|Ainsworth, Elizabeth - Lisa|
Submitted to: Plant Physiology
Publication Type: Peer Reviewed Journal
Publication Acceptance Date: 10/1/2012
Publication Date: 12/1/2012
Citation: Betzelberger, A.M., Yendrek, C.R., Sun, J., Leisner, C.P., Nelson, R.L., Ort, D.R., Ainsworth, E.A. 2012. Ozone exposure response for U.S. soybean cultivars: linear reductions in photosynthetic potential, biomass and yield. Plant Physiology. 160(4):1827-1839. Interpretive Summary: Ozone is a damaging air pollutant that causes significant yield loss in sensitive plants. Soybean is particularly sensitive to ozone, and this research investigated the exposure response of 7 different soybean lines to 9 concentrations of ozone. Any increase in background ozone above current concentrations caused a linear decrease in yield of ~0.5 bushels per acre per part per billionozone.
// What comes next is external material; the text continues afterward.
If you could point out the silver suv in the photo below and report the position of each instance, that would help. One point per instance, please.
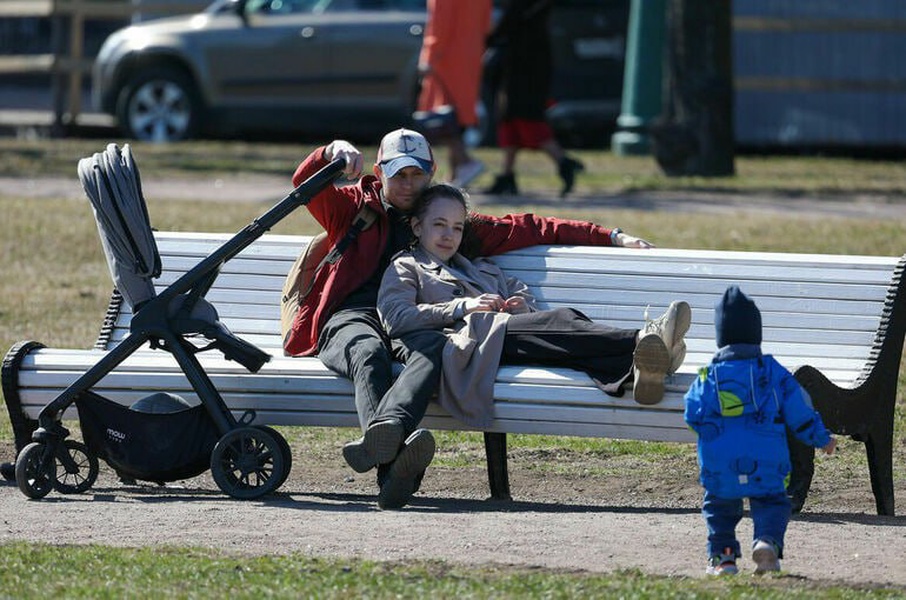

In addition to decreased seed yields, elevated ozone reduced photosynthesis, canopy leaf area and individual seed size. Antioxidant metabolism within the plants was increased with exposure to ozone, suggesting a trade-off between defense and primary metabolism. This work provides further evidence that diverse soybean lines are sensitive to ozone, that any increase in ozone above today's levels will cause a significant decrease in soybean production, and also identifies multiple targets for improving soybean tolerance to ozone.
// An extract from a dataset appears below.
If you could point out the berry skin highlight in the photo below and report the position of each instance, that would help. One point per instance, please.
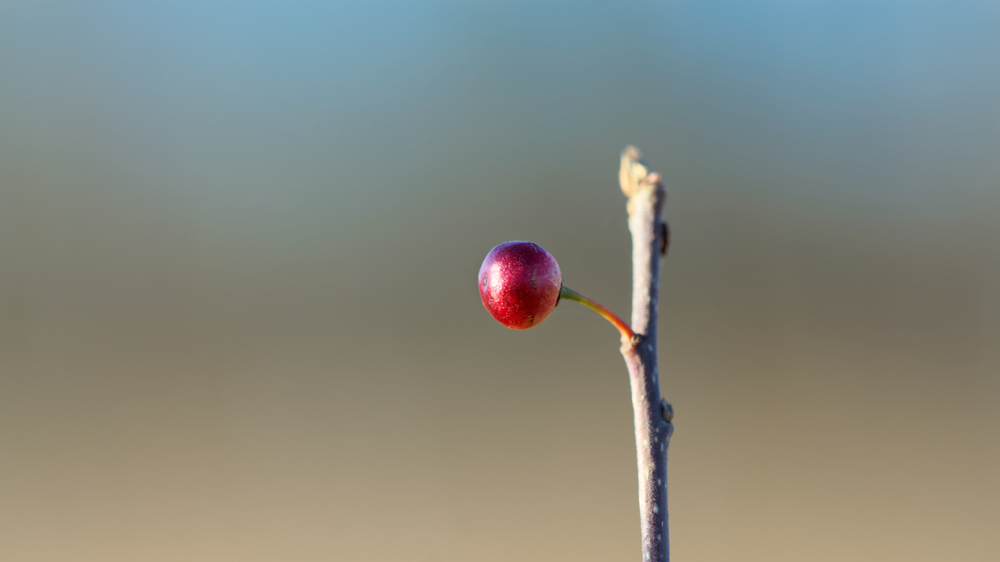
(519, 283)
Technical Abstract: Current background ozone concentrations ([O3]) over the Northern Hemisphere’s mid-latitudes are high enough to damage crops, and are projected to increase. Soybean (Glycine max [L.] Merr.) is particularly sensitive to O3 therefore establishing an O3 exposure-threshold for damage is critical to understanding the current and future impact of this pollutant. This study aims to determine the exposure-response of soybean to elevated tropospheric O3 by measuring the agronomic, biochemical and physiological responses of seven soybean genotypes to nine [O3] (38 ppb to 120 ppb) within a fully open-air agricultural field location, across two years. All genotypes responded similarly with season-long exposure to O3 causing a linear increase in antioxidant capacity while reducing leaf area, light absorption, specific leaf mass, primary metabolites, seed yield and harvest index. Across two seasons with different temperature and rainfall patterns, there was a robust linear yield decrease of 37-39 kg ha-1 per ppb of cumulative O3 exposure over 40 ppb. The instantaneous effects of O3 on photosynthesis, stomatal conductance, and photosynthetic transcript abundance before and after initiation and termination of O3 fumigation were concurrently assessed, and there was no evidence to support an instantaneous photosynthetic response. The ability of the soybean canopy to intercept radiation, the efficiency of photosynthesis and the harvest index were all negatively impacted by O3, suggesting that there are multiple targets for improving soybean responses to this damaging air pollutant.